Ne pas oublier non plus qu'il s'agit d'une comédie, et qu'elle ne peut êttre l'équivalent de, par exemple, "La fièvre dans le sang" (si on s'en tient à une critique de la famille comme cellule de base)...De toute façon ça ne pourrait pas être le cas, parce qu'une série a besoin de durée, et donc de faire perdurer ses personnages, pas de faire éclater au bout de quelques épisodes les structures qu'elle a habilement tissées...la critique sociale y prends donc d'autres chemins...que la critique s'immisce dans une émission "mainstream" et wasp est plutôt encourageant, plutôt sain pour une démocratie...en France on ne peut pas en dire autant...

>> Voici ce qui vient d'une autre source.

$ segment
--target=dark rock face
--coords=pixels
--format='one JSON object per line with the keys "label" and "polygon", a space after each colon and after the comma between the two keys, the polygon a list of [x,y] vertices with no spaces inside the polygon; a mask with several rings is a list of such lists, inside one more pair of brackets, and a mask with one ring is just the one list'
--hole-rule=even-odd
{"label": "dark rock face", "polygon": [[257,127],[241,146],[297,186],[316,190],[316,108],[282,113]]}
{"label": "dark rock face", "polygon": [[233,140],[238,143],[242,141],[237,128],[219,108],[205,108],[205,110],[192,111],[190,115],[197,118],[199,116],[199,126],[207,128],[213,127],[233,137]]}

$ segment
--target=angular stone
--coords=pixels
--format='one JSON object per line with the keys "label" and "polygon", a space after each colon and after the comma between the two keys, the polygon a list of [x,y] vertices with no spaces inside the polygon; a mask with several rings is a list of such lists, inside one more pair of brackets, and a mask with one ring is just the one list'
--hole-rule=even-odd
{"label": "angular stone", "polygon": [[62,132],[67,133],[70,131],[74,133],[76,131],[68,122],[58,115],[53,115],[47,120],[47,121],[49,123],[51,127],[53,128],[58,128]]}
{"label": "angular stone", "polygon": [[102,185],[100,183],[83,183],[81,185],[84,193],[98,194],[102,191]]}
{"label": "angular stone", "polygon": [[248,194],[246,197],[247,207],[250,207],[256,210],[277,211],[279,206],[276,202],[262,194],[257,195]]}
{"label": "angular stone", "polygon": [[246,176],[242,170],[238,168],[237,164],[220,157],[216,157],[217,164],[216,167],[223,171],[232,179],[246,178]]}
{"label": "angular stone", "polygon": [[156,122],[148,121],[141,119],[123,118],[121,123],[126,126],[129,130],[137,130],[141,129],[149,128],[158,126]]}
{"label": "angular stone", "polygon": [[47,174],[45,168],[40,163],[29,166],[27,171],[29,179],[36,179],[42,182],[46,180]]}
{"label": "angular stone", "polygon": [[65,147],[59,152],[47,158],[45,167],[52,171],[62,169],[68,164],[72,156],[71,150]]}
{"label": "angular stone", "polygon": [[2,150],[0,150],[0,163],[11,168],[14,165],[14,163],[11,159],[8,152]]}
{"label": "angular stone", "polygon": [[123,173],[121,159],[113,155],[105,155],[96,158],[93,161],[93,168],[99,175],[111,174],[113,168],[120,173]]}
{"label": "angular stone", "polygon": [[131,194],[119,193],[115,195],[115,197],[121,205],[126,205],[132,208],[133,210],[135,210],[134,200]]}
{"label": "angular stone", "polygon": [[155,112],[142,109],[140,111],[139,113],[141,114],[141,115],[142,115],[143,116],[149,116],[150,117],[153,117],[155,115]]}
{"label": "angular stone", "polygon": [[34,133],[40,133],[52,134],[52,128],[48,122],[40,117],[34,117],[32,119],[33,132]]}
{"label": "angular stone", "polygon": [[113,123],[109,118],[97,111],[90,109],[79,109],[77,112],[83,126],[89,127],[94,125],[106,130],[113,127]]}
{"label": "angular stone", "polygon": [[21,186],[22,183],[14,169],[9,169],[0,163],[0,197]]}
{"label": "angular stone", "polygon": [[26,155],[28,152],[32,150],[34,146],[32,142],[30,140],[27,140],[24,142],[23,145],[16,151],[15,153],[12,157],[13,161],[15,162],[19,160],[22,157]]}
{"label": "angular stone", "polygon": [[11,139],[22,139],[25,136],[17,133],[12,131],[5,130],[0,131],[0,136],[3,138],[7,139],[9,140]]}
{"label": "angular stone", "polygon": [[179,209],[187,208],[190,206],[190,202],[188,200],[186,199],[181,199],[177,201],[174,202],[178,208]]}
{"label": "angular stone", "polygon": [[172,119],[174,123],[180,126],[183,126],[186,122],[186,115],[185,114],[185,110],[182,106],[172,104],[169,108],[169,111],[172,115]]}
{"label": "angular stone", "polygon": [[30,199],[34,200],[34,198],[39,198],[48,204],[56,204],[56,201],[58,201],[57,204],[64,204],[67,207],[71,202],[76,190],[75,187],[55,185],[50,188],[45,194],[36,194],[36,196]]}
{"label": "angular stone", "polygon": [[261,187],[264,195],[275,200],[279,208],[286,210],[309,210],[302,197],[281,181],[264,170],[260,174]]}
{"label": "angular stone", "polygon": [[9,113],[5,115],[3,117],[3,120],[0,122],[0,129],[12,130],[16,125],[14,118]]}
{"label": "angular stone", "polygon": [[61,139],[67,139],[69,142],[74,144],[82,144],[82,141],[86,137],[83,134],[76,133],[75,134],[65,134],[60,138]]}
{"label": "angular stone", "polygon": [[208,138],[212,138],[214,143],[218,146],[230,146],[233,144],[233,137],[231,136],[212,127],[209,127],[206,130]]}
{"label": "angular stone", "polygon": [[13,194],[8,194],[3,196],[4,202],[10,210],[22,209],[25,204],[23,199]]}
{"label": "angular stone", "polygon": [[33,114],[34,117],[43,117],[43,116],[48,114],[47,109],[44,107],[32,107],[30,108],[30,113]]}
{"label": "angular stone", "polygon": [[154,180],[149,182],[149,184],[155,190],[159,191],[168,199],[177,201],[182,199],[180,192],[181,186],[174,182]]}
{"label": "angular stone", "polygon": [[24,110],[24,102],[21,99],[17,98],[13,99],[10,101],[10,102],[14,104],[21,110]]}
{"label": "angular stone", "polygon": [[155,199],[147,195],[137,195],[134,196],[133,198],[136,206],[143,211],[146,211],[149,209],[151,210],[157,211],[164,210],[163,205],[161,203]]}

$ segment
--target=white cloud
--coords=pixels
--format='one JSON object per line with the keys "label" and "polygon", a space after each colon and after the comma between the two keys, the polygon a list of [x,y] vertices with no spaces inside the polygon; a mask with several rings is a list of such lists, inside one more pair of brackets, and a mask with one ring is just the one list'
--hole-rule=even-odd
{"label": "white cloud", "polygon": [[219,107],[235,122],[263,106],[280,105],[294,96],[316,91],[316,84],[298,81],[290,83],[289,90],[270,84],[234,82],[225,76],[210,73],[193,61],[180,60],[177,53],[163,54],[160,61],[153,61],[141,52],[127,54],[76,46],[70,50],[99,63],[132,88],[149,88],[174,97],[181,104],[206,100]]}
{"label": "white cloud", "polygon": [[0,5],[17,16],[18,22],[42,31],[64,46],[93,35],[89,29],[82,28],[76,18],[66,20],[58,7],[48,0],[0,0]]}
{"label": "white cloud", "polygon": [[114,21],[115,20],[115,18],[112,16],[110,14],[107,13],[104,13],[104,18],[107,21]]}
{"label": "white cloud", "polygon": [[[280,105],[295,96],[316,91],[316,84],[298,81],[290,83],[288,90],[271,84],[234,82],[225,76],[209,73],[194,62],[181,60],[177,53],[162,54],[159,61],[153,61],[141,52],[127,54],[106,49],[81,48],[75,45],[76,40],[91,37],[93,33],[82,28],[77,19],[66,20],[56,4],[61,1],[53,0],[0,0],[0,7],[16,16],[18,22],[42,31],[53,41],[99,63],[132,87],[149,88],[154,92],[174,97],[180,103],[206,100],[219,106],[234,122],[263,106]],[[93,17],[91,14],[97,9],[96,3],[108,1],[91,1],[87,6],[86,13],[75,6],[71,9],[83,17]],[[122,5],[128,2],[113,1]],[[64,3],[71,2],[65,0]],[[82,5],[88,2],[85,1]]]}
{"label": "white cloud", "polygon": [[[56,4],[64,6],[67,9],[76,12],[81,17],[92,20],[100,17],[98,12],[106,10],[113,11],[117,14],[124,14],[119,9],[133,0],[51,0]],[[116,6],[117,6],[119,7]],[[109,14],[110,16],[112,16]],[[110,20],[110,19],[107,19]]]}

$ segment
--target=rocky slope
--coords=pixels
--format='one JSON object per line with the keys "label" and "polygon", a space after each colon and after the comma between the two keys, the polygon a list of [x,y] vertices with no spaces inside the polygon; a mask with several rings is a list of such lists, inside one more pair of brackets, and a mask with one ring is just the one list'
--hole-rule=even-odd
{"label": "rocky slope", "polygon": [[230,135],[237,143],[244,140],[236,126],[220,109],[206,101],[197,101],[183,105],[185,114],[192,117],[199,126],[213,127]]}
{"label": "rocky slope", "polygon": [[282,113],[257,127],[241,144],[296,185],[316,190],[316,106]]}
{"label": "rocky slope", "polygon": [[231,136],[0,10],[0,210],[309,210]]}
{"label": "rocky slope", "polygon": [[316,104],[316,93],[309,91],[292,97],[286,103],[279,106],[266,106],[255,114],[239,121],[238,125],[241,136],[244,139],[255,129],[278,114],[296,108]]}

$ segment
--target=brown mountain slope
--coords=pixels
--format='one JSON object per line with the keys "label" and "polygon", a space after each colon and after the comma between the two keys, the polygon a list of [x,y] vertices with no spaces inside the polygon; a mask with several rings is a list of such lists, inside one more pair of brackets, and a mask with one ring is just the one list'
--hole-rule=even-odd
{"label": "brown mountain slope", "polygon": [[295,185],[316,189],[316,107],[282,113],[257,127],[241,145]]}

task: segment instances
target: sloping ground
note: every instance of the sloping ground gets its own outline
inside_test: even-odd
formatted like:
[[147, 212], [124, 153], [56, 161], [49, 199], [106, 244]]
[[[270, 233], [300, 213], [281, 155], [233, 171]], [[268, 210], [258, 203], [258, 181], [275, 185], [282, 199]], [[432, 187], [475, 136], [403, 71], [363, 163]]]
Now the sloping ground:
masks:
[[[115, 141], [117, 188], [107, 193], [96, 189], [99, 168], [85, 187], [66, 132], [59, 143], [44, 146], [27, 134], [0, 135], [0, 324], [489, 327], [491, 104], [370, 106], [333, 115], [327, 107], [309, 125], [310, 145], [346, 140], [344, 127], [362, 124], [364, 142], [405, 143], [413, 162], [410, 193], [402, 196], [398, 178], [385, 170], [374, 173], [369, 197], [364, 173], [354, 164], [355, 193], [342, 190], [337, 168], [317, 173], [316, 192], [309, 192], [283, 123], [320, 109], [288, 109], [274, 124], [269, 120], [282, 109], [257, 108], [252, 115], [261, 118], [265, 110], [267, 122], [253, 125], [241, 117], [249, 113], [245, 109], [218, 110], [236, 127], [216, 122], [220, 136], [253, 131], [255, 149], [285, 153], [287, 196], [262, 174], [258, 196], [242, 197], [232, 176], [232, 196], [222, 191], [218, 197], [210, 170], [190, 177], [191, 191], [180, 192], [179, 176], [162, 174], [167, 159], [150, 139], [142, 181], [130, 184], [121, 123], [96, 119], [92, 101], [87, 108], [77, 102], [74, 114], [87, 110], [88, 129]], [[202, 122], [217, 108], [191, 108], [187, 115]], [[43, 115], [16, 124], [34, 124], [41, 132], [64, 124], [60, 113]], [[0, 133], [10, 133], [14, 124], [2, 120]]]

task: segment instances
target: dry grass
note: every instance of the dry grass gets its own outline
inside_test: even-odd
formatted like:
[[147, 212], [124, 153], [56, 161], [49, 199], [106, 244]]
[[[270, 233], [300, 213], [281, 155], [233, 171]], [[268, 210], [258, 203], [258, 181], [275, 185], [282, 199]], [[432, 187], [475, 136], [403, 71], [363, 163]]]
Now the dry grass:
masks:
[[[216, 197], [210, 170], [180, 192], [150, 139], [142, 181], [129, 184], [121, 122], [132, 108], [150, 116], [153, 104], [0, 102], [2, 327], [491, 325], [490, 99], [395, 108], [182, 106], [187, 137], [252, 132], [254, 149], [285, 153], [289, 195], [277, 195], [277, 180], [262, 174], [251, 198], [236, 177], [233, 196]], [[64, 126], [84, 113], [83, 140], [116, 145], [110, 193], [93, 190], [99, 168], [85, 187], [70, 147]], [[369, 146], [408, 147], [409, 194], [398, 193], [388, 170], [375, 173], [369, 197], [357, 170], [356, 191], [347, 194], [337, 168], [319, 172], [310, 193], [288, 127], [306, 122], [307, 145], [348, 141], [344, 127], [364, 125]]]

(et puis, aux pourfendeurs de DH : pourquoi demande t'on à cette série ce qu'on ne demande pas aux Sopranos?)
rph,
Merci de vos belles contributions. A noter que le déplacement de la frontière occupe largement le cinéma américain contemporain. On retrouve le motif dans pas moins de 3 films récents : Don't come knocking de Wenders, Les Trois Enterrements (...) de Tommy Lee Jones et History of Violence de Cronenberg, avec le western qui fait retour. Bonne intuition en effet que le rapprochement de l'artère centrale du quartier résidentiel de DH avec la rue centrale du western. Vosu parlez, à juste titre, de re-territorialisation.
JS,
Pas entièrement convaincue. L'idéologie importe d'autant plus dans DH qu'elle écrit jusqu'au territoire, infuse la fiction. Je ne pense pas que ce soient des cas de conscience qui travaillent les personnages mais bien la manière dont ils sont travaillés par l'idéologie. C'est-à-dire, comment ils se situent en rupture avec celle-ci, selon différentes contingences. Je dirais même que parce qu'ils sont dépositaires de cette idéologie, ils basculent dans les travers réprouvés précisément par celle-ci. C'est toute la perversité de la série, son ressort dramatique.